At 1:40 AM on a Thursday, our deployment bot failed for the third time in one week. Same error, different symptom: AccessDenied in staging, missing secret in production, and then a panic rollback because someone had rotated a key manually but forgot to update one repository out of six. We had done what many teams do under pressure, we kept adding CI secrets and telling ourselves we would clean it up later.
That night became our cutover point. We moved to a GitHub Actions OIDC secrets rotation setup with short-lived AWS credentials and automated secret rotation for the few static credentials we still needed. The result was not magical perfection, but it was dramatically calmer operations, fewer urgent Slack threads, and far less credential sprawl.

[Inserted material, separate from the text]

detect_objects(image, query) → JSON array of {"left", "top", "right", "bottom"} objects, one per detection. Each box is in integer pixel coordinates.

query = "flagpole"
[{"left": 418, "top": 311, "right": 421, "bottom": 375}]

This guide is the practical playbook we used, including tradeoffs, failure modes, and the checks that kept us honest.
Why we stopped trusting long-lived CI secrets
Long-lived CI secrets are convenient, until they are not. They create three recurring problems:
- Blast radius grows silently: the same key is copied across repos and environments.
- Rotation gets skipped: manual rotations are risky and easy to postpone.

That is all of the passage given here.